Tuesday, March 18, 2008
Jonathan Williams, 1929-2008
Poet, publisher, photographer, hiker, essayist, critic, conversationalist, correspondent, conservationist, "dilettante true to his delicto," "truffle hound of American poetry," activist, amorist,
ENTHUSIAST.
ENTHUSIAST.
literature—the way we ripen ourselves
by conversation, said
Edward Dahlberg . . .
we flower in talk, we slake
our thirsts in a brandy of heated speech, song
sweats through our pores,
trickles a swarm
into the sounding keyboard,
pollen falls
across the blackened paper . . .
always idle—before and
after
the act:
making meat
of vowels
in cells
with sticky feet—"Enthusiast," in his Jubilant Thicket: New and Selected Poems
(Copper Canyon Press, 2005)
Saturday, March 15, 2008
Yearbook (3.3)
The biggest moth on the lamp-sheet was the White Witch, Thysania agrippina.
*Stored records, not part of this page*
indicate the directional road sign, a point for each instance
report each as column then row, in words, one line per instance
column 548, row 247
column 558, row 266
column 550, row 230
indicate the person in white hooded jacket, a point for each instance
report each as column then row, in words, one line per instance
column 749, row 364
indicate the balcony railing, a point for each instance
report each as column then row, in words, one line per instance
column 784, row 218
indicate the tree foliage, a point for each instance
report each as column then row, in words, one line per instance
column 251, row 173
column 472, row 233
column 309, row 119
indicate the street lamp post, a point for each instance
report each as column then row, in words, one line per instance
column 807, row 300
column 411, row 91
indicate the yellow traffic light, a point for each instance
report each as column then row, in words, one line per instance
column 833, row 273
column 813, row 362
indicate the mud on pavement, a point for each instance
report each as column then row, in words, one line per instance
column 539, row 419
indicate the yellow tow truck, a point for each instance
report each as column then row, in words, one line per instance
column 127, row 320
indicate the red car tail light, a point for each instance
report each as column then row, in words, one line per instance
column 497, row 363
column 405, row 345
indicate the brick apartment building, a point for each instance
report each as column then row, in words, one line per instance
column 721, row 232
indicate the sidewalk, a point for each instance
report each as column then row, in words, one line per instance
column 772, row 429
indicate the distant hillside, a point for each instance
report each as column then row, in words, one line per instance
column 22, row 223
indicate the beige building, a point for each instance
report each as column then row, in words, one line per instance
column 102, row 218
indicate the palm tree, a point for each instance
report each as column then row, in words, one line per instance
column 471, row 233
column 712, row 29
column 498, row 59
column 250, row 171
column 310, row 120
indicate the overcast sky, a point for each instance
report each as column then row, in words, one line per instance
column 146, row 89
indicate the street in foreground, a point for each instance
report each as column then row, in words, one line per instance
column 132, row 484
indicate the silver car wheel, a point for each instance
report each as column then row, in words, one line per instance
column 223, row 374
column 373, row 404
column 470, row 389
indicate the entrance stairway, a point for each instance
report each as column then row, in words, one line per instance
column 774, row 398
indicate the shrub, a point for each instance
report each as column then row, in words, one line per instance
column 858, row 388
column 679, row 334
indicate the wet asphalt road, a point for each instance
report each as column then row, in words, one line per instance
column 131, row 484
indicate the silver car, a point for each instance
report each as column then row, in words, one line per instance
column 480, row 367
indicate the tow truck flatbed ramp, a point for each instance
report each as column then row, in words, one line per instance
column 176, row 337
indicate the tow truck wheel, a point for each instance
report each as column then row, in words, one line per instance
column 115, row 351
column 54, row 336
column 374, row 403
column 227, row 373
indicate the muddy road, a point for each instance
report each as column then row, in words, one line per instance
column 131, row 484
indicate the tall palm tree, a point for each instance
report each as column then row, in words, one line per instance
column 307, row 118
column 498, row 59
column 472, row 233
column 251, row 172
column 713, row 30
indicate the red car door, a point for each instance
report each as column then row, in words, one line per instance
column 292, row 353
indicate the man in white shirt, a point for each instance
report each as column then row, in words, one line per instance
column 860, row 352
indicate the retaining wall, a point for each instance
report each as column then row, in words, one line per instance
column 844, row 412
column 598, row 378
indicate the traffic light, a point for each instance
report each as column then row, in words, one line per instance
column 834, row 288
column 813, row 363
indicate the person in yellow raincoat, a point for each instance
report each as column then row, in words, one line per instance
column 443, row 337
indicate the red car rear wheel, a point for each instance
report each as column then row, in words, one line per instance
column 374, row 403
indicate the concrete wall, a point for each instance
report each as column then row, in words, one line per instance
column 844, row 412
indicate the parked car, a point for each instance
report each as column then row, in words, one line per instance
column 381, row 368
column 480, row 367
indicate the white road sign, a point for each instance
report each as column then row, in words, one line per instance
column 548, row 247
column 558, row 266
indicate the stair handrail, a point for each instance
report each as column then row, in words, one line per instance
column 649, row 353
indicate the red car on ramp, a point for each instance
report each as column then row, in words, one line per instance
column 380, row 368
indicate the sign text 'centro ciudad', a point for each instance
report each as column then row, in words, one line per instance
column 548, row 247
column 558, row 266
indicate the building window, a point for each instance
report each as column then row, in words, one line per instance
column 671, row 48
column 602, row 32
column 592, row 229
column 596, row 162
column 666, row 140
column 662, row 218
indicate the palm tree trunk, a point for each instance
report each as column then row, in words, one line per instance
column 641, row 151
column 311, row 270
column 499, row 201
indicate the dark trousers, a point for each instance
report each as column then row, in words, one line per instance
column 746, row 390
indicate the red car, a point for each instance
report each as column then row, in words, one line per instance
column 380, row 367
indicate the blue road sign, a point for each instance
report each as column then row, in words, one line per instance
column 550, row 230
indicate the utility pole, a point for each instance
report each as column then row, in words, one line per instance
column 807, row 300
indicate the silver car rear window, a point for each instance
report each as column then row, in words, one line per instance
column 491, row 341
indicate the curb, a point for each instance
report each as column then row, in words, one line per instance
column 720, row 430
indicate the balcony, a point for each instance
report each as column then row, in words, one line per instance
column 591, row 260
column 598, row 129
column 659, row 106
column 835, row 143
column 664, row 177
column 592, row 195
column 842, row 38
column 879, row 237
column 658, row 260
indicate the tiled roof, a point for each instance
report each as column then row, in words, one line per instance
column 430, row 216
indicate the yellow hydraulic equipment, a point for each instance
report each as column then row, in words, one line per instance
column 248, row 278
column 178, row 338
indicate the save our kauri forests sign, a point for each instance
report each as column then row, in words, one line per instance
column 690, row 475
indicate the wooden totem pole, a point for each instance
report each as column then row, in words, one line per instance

One balcony is concealed by a white stucco veil with an oblong window, like that of a business envelope, looking in on the door. Doorbell repetend. Repetition as crescendo in Romantic writing. “Clam cup connection” (Gertrude Stein). “What’s it like inside your tambourine?” (Prince). This being the whole joke.
Saturday, March 8, 2008
Yearbook (3.2)
Michaela told me about how when she was little she gave her mother a turtle made of soap for her birthday, having plotted beforehand to make her believe it was a live turtle by hiding it in a box when she came over and offering it beans in water to eat (they sprouted). And before that, breakfast sausage with (not sure but it tasted like) lots of MSG and corn syrup. It made you want to run around the world. At any rate there are little tiny staminate cones on the yews, and little bugs on this outdoor table at San Fran Bakery, and now would be a good time to start gathering for a project of violet jelly. Michaela told me about feeding her ex-step-grandmother’s pet baby bats. Like stepping into a bright airy room where someone was singing strings of clear crisp monosyllables, almost short of breath and almost logical. First moth-sheeting of my life.